Making his throat dry as dust.
“Better?” she asked, her voice a quiet stroke to his ears.
He nodded. Then, forcing himself to finish the instruction since it was damned important, he touched the back of her thigh.
“Legs should be directly under you.” He let go almost instantly, backing up a step.
Still, the feel of her—lean muscle under those body-skimming jodhpurs—imprinted itself on his brain. He would be tracing a lot more of her in his dreams later.
“Is this better?” Her voice took on a husky note that he told himself must be from the dust in the air and not because the touch affected her as much as it had him.
“Looks good,” he managed. “Take a lap or two and see if you can maintain it.”
She rode off in a hurry and it was all he could do not take off his hat and use it as a fan.
Damn.
He’d exchanged far more provocative talk—and touches—with willing strangers in bars that had left him cold. Why was this bristly, defensive stunt performer getting under his skin so fast?
The sooner he finished the riding lesson the better. He had a ranch to oversee, a family falling apart and a blackmailer to catch. Thoughts of Emma Layton would have to wait.
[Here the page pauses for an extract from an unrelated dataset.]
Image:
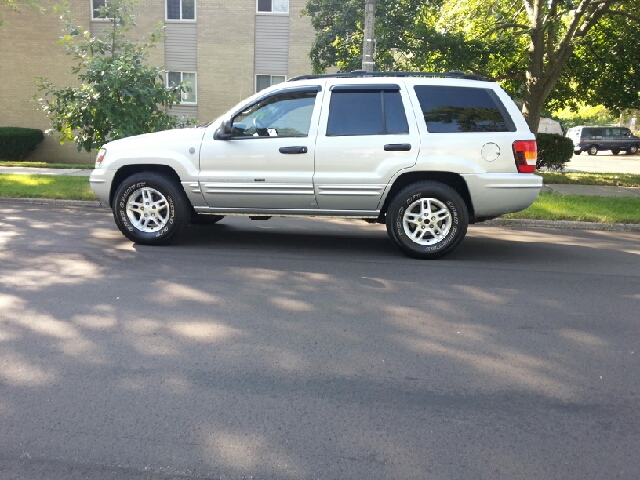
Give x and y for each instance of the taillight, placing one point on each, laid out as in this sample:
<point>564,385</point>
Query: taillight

Four miles into her evening run, Emma regretted the decision not to take the cast shuttle back to her lodgings at White Canyon Ranch.
She’d been in a hurry to burn off the keyed-up awareness she’d felt all day working with Carson McNeill and thought maybe she could jog away that hypersensitive energy. Now, her thighs burned with a soreness that no workout had ever given her before. As a personal trainer strictly for female clients, she had plenty of thigh workouts in her personal inventory. In the future, she’d have to start recommending a day in the saddle to women who complained about their inner thighs.
Slowing to a walk on the grassy path alongside a fenced-in field between the Creek Spill lands and the guest ranch where second unit cast and crew members were staying, Emma checked her directions on the GPS. She’d asked one of the stable workers about the route she’d chosen, and he’d assured her the dirt road was good enough to drive on in a pickup truck. Running would be no problem. She’d thought she’d been well prepared, peeling off the jodhpurs and stuffing them in her nylon knapsack along with an extra bottle of water.